Words of wisdom/advice for new faculty members: “Be patient, but persistent. Prioritize your relationships with the communities with whom you work."

Dr. Alex Red Corn’s family left the Osage reservation in Oklahoma when he was in elementary school, but he always remained connected to his heritage — somewhat.

“I had grown up going to ceremonies, but it was this kind of packaged thing that wasn’t happening consistently,” said Red Corn.

While working as a social studies teacher in Kansas City, Red Corn had a realization.

“My Osage world was not merged with my professional identity,” he said. “I was working in a non-Indian community, not building new relationships with American Indian education professionals, and not really focusing much of my work around those topics.”

The history of Native education in the United States is fraught with dispossession. The federal government made various promises about educating tribespeople, but was more focused on assimilation, an approach nicknamed “Kill the Indian, Save the Man.”

“They tried to strip Native people of their culture and their language,” said Red Corn. “They weaponized schools.”

Red Corn began to feel like an uncomfortable part of that lineage.

“I felt like I was continuing that assimilationist trajectory by just sitting in the status quo,” he recalled. “I wanted to figure out how to merge being Osage with my everyday professional work.”

Red Corn pursued a master’s degree focusing on the infrastructure of tribal governments and how they serve their citizens through educational programs. He learned that, contrary to his expectations, over 90% of American Indian children attend state public schools, rather than federal Indian schools. In these programs, they don’t learn about their native language or tribal history.

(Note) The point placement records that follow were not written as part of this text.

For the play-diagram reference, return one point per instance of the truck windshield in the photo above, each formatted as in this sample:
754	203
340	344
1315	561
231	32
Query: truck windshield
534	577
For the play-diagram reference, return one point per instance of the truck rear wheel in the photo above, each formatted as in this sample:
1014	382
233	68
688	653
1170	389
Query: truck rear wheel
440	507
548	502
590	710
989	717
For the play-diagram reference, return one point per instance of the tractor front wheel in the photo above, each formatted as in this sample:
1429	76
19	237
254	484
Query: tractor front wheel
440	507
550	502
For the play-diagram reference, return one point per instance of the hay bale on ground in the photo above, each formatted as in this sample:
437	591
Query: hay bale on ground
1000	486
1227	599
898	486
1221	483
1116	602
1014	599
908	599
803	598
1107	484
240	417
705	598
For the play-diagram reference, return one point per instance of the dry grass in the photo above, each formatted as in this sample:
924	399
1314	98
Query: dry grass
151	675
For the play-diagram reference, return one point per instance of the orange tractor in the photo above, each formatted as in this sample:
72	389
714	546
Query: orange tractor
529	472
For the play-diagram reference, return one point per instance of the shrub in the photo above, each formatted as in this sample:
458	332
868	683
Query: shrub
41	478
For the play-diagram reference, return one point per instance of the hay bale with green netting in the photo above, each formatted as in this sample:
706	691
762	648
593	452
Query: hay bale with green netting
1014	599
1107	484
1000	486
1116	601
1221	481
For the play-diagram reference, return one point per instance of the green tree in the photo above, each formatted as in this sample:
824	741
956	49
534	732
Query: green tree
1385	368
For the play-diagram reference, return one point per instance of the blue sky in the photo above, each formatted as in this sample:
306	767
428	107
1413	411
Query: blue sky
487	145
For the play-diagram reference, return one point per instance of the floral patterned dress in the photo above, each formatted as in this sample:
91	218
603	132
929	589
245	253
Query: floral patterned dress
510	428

“You start to realize that assimilation trajectory is kind of still in motion with everybody,” he said.

Red Corn developed a goal: to help Native nations become more involved in the education of their own people.

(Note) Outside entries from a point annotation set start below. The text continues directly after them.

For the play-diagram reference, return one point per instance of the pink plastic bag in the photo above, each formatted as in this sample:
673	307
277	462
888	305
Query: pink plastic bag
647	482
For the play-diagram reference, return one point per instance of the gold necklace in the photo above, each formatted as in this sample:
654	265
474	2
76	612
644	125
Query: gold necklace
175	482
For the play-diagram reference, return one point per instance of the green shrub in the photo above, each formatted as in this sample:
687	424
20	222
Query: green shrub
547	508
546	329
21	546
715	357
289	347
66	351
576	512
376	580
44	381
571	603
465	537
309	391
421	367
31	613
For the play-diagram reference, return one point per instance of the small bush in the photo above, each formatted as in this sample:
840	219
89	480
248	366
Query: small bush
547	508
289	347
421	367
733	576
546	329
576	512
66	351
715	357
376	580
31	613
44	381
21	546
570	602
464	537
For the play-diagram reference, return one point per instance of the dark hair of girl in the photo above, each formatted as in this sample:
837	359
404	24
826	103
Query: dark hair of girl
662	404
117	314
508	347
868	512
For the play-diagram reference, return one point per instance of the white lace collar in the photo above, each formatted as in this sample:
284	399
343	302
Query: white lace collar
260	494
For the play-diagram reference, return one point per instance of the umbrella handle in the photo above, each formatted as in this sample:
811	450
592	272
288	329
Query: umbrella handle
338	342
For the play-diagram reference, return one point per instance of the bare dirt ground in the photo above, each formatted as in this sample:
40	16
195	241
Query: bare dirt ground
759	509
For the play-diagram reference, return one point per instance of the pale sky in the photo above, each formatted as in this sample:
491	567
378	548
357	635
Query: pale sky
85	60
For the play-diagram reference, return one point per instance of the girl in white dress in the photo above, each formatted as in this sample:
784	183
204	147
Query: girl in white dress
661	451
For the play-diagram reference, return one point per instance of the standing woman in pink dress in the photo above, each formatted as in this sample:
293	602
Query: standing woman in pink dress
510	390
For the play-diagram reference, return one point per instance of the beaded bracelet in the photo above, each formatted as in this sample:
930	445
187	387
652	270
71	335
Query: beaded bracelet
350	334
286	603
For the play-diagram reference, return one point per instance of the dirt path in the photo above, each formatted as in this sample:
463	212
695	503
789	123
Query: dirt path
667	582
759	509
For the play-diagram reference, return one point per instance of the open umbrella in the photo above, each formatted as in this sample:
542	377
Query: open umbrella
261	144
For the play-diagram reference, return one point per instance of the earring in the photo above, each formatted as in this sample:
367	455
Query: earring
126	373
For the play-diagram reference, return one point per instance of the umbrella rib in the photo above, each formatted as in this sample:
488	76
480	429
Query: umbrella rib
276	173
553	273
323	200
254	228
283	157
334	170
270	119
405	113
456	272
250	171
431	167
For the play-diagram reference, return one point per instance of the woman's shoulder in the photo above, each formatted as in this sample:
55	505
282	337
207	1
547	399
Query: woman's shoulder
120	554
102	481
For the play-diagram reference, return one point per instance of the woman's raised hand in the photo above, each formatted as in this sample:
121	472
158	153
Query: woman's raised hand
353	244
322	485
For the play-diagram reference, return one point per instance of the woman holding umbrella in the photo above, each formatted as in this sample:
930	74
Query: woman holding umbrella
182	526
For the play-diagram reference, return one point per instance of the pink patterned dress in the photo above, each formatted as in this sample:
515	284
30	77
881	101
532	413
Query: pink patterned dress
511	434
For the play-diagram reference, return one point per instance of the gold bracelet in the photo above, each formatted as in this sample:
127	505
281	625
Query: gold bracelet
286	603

“You can build the capacity of tribal governments to build partnerships with the local public schools so that they can get [their] language spoken, collaboratively do teacher training, anything that allows the tribe to have influence over the curriculum and the learning that happens every day,” he explained.

It’s a slow process, but he’s having some remarkable success.

At Kansas State University (KSU), where he is an assistant professor of educational leadership in the College of Education, Red Corn has created an indigenous education leadership certificate program, built on standards assembled collaboratively with the local Tribal Education Department. He also built the Osage Nation Educational Leadership Academy, a master’s degree program delivered in the Osage community, open to Osage citizens and employees.

“The Osage Leadership Academy is really a model of what it looks like to make sure that higher education institutions are actually serving to advance the priorities and interests of Native nations,” said Dr. Meredith McCoy, assistant professor of American Studies and History at Carleton College. “[Red Corn] has used the structures that exist within [KSU] for building excellent educational leaders, and he’s used them to amplify and advance Osage priorities when it comes to the well-being of Osage children.”

Red Corn also revived the dormant Kansas Association for Native American Education, now housed in the KSU College of Education, and became chair of a state-level committee called the Kansas Advisory Council for Indigenous Education. He’s someone, according to McCoy, who makes things seem possible.

“Alex is a good person to dream with,” McCoy said. “He’s an innovator and a builder, a connector of people and systems, an organizer within and beyond academic spaces.”

Though he has accomplished much in the past few years, Red Corn knows that there is a long road ahead.

“[Our task is] patiently building relationships to make sure that the work we’re doing is sustainable and that it’s spreading across the state,” he said. “There’s so much to be done.”